Government announces sweeping changes to Limited Liability Company Law

In the wake of various judgments from the European Court of Justice which have held that the previous rules in various Member States (including Germany) which refused to recognise the legal existence of a company which had been incorporated in another EU member state, but had its actual headquarters in another Member State violated Community Law, German entrepreneurs were in a rush to form limited companies in particular in the U.K. This promted the Government to react with the new bill in order to stem to tide of companies being “flagged out”.

Under the proposed legislation, intended to come into effect on October 1, 2007, the minimum capital for the formation of a GmbH would be reduced from € 25,000 to € 10,000. Furthermore, and much more importantly, the proposal intends to do away more or less completely with a very crucial limb of the doctrine of corporate law, that is, the treatment of shareholder loans as quasi-equity. The rules applicable in this regard have over the years evolved into one of the most murky and controversial parts of corporate law in Germany, not only making it very difficult for legal scholars and practicioners to find their way through the jungle, but also for investors to apply internationally recognized financing techniques such as debt push-downs, upstream loans and intra-group cash-pooling arrangements.

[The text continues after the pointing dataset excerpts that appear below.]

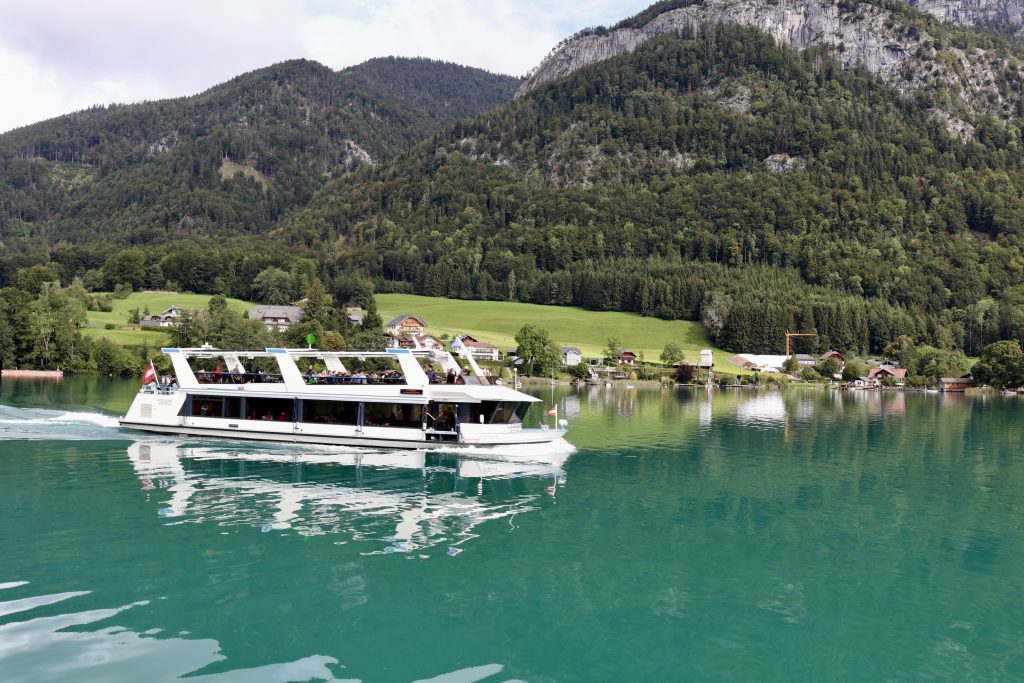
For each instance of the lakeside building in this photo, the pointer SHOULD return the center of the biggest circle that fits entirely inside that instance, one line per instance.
(406, 325)
(764, 363)
(355, 314)
(423, 341)
(275, 317)
(898, 374)
(955, 383)
(480, 350)
(834, 354)
(165, 319)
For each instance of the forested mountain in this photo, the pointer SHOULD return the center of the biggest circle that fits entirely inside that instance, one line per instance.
(710, 173)
(230, 161)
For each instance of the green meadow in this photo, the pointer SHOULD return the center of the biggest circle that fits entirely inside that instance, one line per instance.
(498, 322)
(156, 302)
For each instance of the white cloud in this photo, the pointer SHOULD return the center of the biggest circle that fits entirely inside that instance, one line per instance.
(61, 55)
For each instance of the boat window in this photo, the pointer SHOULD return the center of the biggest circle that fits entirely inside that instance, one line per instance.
(331, 412)
(505, 412)
(276, 410)
(392, 415)
(216, 407)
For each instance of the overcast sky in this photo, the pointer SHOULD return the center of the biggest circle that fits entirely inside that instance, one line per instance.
(62, 55)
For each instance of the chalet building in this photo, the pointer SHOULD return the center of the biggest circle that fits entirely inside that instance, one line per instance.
(761, 361)
(881, 373)
(834, 354)
(416, 342)
(165, 319)
(275, 317)
(866, 383)
(354, 314)
(571, 356)
(955, 383)
(480, 350)
(406, 325)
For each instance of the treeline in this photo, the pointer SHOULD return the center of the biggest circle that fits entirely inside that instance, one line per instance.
(640, 183)
(229, 161)
(41, 325)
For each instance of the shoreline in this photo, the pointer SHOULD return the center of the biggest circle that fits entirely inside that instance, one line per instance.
(32, 374)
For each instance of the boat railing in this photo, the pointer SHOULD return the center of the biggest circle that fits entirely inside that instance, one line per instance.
(355, 378)
(222, 377)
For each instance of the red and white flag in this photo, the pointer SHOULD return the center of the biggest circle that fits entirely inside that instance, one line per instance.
(150, 375)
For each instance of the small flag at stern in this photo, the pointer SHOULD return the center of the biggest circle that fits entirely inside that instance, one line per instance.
(150, 375)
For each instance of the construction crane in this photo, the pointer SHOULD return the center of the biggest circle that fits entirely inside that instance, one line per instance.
(796, 334)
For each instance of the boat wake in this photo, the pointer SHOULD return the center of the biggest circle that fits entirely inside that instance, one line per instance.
(41, 423)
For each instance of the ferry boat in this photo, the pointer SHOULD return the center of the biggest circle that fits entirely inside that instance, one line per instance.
(408, 407)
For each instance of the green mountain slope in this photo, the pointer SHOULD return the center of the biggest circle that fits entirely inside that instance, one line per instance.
(229, 161)
(704, 165)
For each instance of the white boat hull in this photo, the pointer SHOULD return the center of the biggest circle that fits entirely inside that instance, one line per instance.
(366, 440)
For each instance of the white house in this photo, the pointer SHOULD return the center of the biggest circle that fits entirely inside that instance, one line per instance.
(275, 317)
(762, 361)
(480, 350)
(417, 342)
(406, 325)
(165, 319)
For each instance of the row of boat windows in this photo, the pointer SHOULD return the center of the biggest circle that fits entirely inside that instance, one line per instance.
(441, 416)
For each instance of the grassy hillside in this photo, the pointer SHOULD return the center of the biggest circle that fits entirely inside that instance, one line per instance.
(156, 303)
(498, 322)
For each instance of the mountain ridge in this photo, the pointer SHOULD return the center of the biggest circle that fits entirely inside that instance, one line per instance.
(875, 36)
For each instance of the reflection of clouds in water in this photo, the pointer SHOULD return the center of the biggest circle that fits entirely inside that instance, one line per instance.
(44, 648)
(398, 510)
(768, 410)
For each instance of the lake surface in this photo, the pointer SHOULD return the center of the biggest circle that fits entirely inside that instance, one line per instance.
(691, 535)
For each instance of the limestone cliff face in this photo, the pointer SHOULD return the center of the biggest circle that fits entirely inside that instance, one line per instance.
(864, 36)
(975, 12)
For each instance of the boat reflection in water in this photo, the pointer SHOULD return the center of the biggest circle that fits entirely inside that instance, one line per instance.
(393, 501)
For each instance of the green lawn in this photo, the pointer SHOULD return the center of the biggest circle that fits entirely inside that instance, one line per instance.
(157, 303)
(129, 337)
(498, 322)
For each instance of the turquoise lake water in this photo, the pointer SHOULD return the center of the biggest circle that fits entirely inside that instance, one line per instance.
(690, 535)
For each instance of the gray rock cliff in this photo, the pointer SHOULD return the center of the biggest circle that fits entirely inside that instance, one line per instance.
(866, 36)
(975, 12)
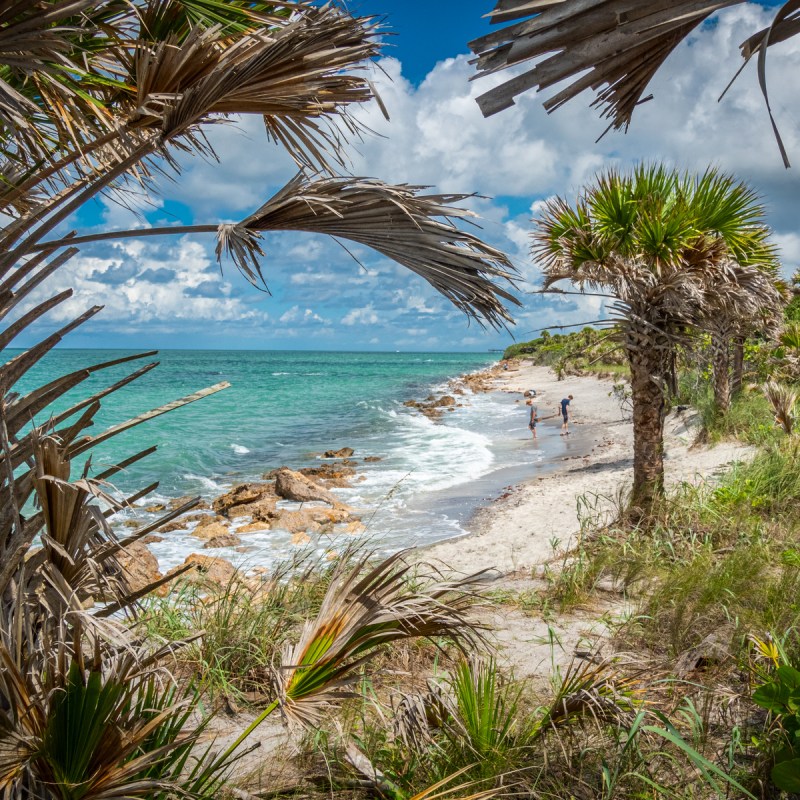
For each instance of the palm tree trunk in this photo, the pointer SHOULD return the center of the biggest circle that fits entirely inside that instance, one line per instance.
(720, 362)
(649, 411)
(738, 365)
(672, 376)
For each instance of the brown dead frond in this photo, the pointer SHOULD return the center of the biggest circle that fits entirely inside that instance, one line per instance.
(365, 608)
(783, 400)
(613, 47)
(411, 228)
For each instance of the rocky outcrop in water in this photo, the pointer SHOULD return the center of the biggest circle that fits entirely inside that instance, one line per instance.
(139, 566)
(293, 485)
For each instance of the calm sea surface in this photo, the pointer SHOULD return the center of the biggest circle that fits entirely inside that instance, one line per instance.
(285, 408)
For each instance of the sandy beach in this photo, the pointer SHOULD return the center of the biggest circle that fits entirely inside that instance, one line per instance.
(534, 520)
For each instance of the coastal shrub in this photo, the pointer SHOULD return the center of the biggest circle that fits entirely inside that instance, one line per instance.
(481, 725)
(245, 622)
(749, 419)
(589, 350)
(768, 486)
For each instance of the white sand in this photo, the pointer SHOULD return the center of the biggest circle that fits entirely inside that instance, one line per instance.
(522, 530)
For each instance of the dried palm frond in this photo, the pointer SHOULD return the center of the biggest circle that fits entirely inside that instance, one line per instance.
(364, 608)
(411, 228)
(416, 230)
(360, 612)
(783, 400)
(613, 47)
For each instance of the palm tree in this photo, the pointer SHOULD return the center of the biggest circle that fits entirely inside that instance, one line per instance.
(671, 249)
(611, 47)
(100, 95)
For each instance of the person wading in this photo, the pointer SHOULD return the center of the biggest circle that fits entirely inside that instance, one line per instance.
(534, 417)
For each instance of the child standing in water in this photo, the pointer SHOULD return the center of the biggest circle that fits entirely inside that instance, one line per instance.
(565, 414)
(533, 417)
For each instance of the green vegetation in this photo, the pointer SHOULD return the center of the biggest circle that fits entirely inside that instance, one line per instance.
(579, 352)
(104, 690)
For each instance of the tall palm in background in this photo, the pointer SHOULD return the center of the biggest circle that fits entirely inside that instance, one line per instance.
(756, 309)
(104, 96)
(672, 250)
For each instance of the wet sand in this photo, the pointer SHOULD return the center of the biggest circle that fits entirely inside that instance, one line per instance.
(527, 523)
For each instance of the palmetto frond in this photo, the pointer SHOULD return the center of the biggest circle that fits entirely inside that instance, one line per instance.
(613, 47)
(783, 400)
(676, 252)
(411, 228)
(364, 609)
(666, 240)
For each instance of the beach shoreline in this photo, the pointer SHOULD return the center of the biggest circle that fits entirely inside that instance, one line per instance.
(535, 520)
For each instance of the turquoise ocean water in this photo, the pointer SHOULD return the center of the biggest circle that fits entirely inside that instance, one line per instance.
(285, 408)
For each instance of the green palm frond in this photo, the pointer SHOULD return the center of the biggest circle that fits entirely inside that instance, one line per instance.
(783, 400)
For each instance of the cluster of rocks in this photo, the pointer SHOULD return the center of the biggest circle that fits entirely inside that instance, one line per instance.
(433, 407)
(247, 508)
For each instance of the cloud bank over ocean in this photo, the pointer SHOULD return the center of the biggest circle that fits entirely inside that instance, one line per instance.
(169, 292)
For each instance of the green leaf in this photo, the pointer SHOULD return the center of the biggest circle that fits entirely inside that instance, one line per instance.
(786, 775)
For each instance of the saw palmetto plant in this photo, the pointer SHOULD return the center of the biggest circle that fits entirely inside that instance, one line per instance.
(104, 96)
(479, 723)
(613, 47)
(670, 250)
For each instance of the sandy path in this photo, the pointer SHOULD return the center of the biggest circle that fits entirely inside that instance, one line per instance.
(522, 529)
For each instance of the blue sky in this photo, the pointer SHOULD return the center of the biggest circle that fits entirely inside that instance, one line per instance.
(170, 293)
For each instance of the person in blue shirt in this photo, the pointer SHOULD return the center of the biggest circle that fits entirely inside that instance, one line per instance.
(565, 414)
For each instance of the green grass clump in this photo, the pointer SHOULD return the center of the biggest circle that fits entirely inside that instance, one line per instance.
(769, 485)
(715, 558)
(750, 418)
(245, 624)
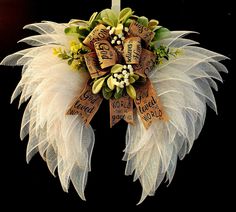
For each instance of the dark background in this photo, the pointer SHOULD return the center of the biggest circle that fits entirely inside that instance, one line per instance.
(203, 180)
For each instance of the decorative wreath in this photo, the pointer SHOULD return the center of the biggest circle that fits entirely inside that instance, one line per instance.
(156, 80)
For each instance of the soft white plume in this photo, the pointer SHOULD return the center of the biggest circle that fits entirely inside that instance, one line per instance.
(62, 140)
(184, 85)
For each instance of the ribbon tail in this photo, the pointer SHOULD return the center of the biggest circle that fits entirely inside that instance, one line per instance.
(86, 105)
(121, 108)
(115, 6)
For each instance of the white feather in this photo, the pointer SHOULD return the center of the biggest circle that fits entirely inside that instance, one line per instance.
(184, 86)
(62, 140)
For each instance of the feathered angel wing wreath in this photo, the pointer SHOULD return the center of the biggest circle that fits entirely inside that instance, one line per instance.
(157, 80)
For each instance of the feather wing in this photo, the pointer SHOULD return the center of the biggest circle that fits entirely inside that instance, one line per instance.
(62, 140)
(184, 86)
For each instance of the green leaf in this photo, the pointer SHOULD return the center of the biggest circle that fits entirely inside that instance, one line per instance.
(118, 93)
(106, 94)
(161, 33)
(116, 68)
(109, 14)
(152, 24)
(125, 14)
(83, 31)
(128, 22)
(92, 18)
(131, 91)
(110, 83)
(108, 21)
(143, 21)
(97, 85)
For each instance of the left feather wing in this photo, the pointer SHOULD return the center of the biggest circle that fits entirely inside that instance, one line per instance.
(62, 140)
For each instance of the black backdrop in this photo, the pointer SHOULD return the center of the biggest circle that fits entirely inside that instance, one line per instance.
(203, 180)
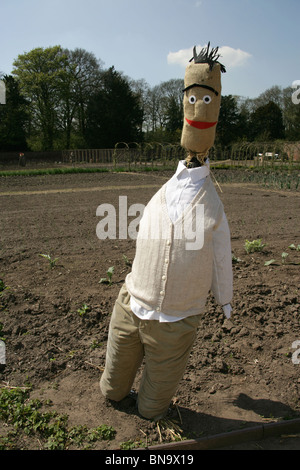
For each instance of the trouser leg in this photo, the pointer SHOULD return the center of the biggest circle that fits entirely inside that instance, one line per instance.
(124, 350)
(167, 349)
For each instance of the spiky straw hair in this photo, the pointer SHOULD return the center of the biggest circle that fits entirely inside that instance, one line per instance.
(207, 57)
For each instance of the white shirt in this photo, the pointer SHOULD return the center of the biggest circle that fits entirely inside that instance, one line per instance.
(180, 191)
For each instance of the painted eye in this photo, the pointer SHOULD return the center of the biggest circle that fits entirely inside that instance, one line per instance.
(207, 99)
(192, 99)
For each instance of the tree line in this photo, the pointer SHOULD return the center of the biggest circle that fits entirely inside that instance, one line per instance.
(62, 99)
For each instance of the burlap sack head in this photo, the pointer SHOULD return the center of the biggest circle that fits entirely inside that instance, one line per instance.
(201, 102)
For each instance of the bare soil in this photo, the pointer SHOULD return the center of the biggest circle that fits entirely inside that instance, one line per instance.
(241, 371)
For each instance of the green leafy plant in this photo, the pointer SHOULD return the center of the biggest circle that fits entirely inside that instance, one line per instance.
(254, 245)
(52, 261)
(235, 259)
(294, 247)
(108, 279)
(26, 416)
(127, 260)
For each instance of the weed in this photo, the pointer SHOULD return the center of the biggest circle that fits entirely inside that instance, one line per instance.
(108, 279)
(52, 262)
(83, 310)
(235, 259)
(95, 344)
(255, 245)
(26, 416)
(127, 260)
(294, 247)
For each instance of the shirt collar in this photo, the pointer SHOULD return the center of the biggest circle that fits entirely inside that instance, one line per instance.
(196, 174)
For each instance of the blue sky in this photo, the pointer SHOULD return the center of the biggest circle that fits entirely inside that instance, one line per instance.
(153, 39)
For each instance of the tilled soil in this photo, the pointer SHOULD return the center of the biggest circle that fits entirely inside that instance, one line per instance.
(241, 371)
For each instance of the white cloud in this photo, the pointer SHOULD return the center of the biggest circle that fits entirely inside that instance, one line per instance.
(228, 56)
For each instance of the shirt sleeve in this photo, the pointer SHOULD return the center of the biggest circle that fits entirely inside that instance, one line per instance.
(222, 281)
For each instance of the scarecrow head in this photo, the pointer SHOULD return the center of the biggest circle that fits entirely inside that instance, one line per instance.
(201, 103)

If adopted, the new rules would simply provide that shareholder loans which were given within the last year prior to the insolvency of a GmbH will not be permissible as debts in the insolvency (i.e., are subordinated) and that any repayments (including interest) made during such period can be challenged by the trustee in bankruptcy.

Even though it is not clear at this point to what extent the proposed rules will ultimately be adopted, it should be noted that the bill sends a very important message in particular to investors from abroad as it aims to bring German corporate law more into line with internationally recognized standards and thus helps to increase the attractiveness of Germany for foreign investors.